What should I know about Shellshock

Everyone is now talking about Shellshock. What is that and what can you do about it? Here’s what you should remember:

Shellshock is a software bug, which affects the Bash – the common command-line shell that is actively used in Linux/UNIX OS and Apple Mac OS X for controlling different programs and their features. It is believed that this 25-year-old (!) vulnerability was discovered by the Linux expert Stéphane Chazelas.


Since Bash can be found on millions of computers, mobile devices, routers, firewalls and servers, everyone can be affected by Shellshock. According to experts, the most vulnerable systems are MAC, Linux and Windows OS.


This bug can be exploited for connecting the target OS and infecting it with different kinds of cyber threats. It may also help hackers initiate various modifications on the system, let them access and destroy sensitive people’s information or cause other dangerous activities.

◾Compared with Heartbleed, Shellshock is more powerful and requires less skill to exploit it. This bug can be exploited without having a username and password of the server.

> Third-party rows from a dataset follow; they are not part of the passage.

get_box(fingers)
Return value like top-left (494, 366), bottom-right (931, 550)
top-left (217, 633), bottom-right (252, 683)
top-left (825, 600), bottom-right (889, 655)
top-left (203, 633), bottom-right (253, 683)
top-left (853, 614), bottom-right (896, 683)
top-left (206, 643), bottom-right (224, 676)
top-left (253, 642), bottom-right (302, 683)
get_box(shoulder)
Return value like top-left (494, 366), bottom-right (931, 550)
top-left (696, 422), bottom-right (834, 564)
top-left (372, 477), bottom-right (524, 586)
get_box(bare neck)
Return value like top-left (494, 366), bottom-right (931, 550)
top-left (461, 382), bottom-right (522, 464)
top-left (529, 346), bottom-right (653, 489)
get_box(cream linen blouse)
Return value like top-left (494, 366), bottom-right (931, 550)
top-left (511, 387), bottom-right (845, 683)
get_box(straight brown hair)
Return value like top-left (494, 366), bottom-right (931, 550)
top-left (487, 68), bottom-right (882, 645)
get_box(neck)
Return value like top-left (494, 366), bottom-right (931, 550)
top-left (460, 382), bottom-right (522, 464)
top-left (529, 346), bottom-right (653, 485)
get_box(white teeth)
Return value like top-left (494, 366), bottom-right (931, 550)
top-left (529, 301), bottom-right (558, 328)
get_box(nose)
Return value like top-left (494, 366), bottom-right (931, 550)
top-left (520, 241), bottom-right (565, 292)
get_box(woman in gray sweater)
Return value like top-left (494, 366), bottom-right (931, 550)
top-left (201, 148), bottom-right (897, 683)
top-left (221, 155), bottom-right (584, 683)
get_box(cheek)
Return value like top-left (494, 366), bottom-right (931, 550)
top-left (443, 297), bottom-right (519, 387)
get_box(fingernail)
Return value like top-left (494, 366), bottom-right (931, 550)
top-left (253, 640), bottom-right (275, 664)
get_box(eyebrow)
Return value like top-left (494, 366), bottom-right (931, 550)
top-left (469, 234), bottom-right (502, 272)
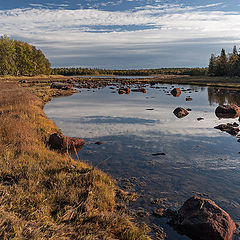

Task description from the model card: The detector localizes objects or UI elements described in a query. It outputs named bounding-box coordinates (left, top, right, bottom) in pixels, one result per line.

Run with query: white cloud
left=0, top=4, right=240, bottom=67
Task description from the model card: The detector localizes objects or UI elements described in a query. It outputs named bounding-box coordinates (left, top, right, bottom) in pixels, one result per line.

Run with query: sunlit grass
left=0, top=81, right=149, bottom=240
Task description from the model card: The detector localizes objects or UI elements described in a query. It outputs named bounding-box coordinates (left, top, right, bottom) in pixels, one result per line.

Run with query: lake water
left=44, top=84, right=240, bottom=240
left=72, top=75, right=156, bottom=79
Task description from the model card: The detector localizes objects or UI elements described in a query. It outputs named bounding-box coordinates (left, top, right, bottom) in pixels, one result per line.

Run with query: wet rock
left=173, top=107, right=189, bottom=118
left=215, top=104, right=240, bottom=118
left=152, top=153, right=166, bottom=156
left=153, top=208, right=165, bottom=217
left=214, top=123, right=239, bottom=136
left=50, top=82, right=73, bottom=90
left=48, top=133, right=85, bottom=152
left=131, top=88, right=147, bottom=93
left=118, top=88, right=130, bottom=94
left=175, top=196, right=236, bottom=240
left=171, top=88, right=181, bottom=97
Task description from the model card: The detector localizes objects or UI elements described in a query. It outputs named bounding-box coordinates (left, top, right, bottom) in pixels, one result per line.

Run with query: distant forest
left=0, top=36, right=51, bottom=76
left=208, top=46, right=240, bottom=77
left=0, top=35, right=240, bottom=77
left=52, top=68, right=207, bottom=76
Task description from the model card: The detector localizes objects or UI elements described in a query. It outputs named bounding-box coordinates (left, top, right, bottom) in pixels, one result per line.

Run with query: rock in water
left=171, top=88, right=181, bottom=97
left=173, top=107, right=189, bottom=118
left=178, top=196, right=236, bottom=240
left=215, top=104, right=240, bottom=118
left=49, top=133, right=85, bottom=152
left=50, top=82, right=73, bottom=90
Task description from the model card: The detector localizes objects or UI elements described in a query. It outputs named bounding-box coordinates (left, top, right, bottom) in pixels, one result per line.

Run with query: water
left=73, top=75, right=156, bottom=79
left=44, top=84, right=240, bottom=239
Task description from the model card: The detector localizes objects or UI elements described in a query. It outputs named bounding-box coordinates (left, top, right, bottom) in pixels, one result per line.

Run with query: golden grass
left=0, top=81, right=150, bottom=240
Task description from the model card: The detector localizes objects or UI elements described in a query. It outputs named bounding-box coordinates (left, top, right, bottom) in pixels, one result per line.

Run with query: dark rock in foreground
left=172, top=196, right=236, bottom=240
left=173, top=107, right=189, bottom=118
left=214, top=123, right=239, bottom=136
left=171, top=88, right=181, bottom=97
left=118, top=88, right=130, bottom=94
left=49, top=133, right=85, bottom=152
left=131, top=88, right=147, bottom=93
left=50, top=82, right=73, bottom=90
left=215, top=104, right=240, bottom=118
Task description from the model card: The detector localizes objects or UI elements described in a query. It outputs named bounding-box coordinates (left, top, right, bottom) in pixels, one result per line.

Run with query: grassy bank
left=0, top=79, right=149, bottom=240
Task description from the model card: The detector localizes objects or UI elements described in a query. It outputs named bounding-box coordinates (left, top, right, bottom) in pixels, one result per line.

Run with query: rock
left=214, top=123, right=239, bottom=136
left=177, top=196, right=236, bottom=240
left=118, top=88, right=130, bottom=94
left=153, top=208, right=165, bottom=217
left=50, top=82, right=73, bottom=90
left=171, top=88, right=181, bottom=97
left=173, top=107, right=189, bottom=118
left=152, top=153, right=166, bottom=156
left=131, top=88, right=147, bottom=93
left=49, top=133, right=85, bottom=152
left=215, top=104, right=240, bottom=118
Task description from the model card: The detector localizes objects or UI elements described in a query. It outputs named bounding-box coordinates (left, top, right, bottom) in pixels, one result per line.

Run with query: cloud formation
left=0, top=2, right=240, bottom=68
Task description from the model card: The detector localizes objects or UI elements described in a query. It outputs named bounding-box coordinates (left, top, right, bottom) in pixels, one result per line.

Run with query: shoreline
left=0, top=79, right=150, bottom=240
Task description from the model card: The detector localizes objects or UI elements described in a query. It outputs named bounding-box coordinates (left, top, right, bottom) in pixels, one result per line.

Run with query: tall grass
left=0, top=82, right=149, bottom=240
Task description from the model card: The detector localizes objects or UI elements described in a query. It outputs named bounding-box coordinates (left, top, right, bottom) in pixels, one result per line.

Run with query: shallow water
left=44, top=84, right=240, bottom=239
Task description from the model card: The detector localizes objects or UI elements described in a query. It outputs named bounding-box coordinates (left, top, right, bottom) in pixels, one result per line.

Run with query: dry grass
left=0, top=82, right=149, bottom=240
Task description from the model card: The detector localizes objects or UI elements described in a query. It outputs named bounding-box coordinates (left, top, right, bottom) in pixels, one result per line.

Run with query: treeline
left=52, top=68, right=207, bottom=76
left=0, top=36, right=51, bottom=76
left=208, top=46, right=240, bottom=77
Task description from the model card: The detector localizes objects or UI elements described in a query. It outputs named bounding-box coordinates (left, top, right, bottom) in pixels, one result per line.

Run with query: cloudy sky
left=0, top=0, right=240, bottom=69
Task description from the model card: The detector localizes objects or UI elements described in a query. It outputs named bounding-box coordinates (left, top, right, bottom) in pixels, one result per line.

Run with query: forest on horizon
left=0, top=35, right=240, bottom=77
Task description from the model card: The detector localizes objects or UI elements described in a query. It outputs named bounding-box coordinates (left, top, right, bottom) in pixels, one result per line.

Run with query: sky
left=0, top=0, right=240, bottom=69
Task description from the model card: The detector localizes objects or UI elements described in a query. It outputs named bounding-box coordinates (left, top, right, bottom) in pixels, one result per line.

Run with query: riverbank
left=0, top=81, right=150, bottom=239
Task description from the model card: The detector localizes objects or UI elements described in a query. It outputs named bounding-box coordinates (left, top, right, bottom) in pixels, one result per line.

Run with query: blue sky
left=0, top=0, right=240, bottom=69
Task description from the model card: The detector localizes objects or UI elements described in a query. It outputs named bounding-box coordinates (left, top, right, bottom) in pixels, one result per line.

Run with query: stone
left=171, top=88, right=181, bottom=97
left=131, top=88, right=147, bottom=93
left=118, top=88, right=130, bottom=94
left=173, top=107, right=189, bottom=118
left=215, top=104, right=240, bottom=118
left=214, top=123, right=239, bottom=136
left=50, top=82, right=73, bottom=90
left=48, top=133, right=85, bottom=152
left=177, top=196, right=236, bottom=240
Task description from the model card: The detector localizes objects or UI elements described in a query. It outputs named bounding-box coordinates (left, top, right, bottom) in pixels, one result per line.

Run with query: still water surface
left=44, top=84, right=240, bottom=239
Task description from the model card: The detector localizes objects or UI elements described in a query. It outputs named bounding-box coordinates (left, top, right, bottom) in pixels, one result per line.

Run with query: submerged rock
left=171, top=88, right=181, bottom=97
left=49, top=133, right=85, bottom=152
left=131, top=88, right=147, bottom=93
left=214, top=123, right=240, bottom=136
left=175, top=196, right=236, bottom=240
left=118, top=88, right=130, bottom=94
left=50, top=82, right=73, bottom=90
left=173, top=107, right=189, bottom=118
left=215, top=104, right=240, bottom=118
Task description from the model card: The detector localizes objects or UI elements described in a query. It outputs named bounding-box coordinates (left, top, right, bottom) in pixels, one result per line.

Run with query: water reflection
left=208, top=88, right=240, bottom=106
left=45, top=84, right=240, bottom=239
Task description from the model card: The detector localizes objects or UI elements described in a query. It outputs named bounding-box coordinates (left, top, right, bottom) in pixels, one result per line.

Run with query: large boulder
left=50, top=82, right=73, bottom=90
left=215, top=104, right=240, bottom=118
left=175, top=196, right=236, bottom=240
left=49, top=133, right=85, bottom=152
left=171, top=88, right=181, bottom=97
left=118, top=88, right=130, bottom=94
left=173, top=107, right=189, bottom=118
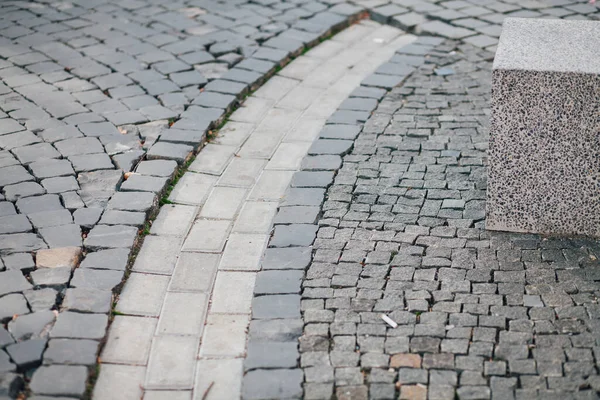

Shellshock can be used to create a self-replicating “worm.” At the moment of writing, it is known that two active worms have been exploiting the bug for turning affected systems into bots. They have also been attempting to guess passwords and logins on vulnerable servers.


Fortunately, it doesn’t take long to patch the bug. According to the latest news, security experts of Linux have already managed to develop fixes for Shellshock. In addition, Apple has also issued an update for this vulnerability for OS X Lion, Mountain Lion and Mavericks. No matter that some parties claim that these patches are incomplete, you should still download them as it is still better than doing nothing.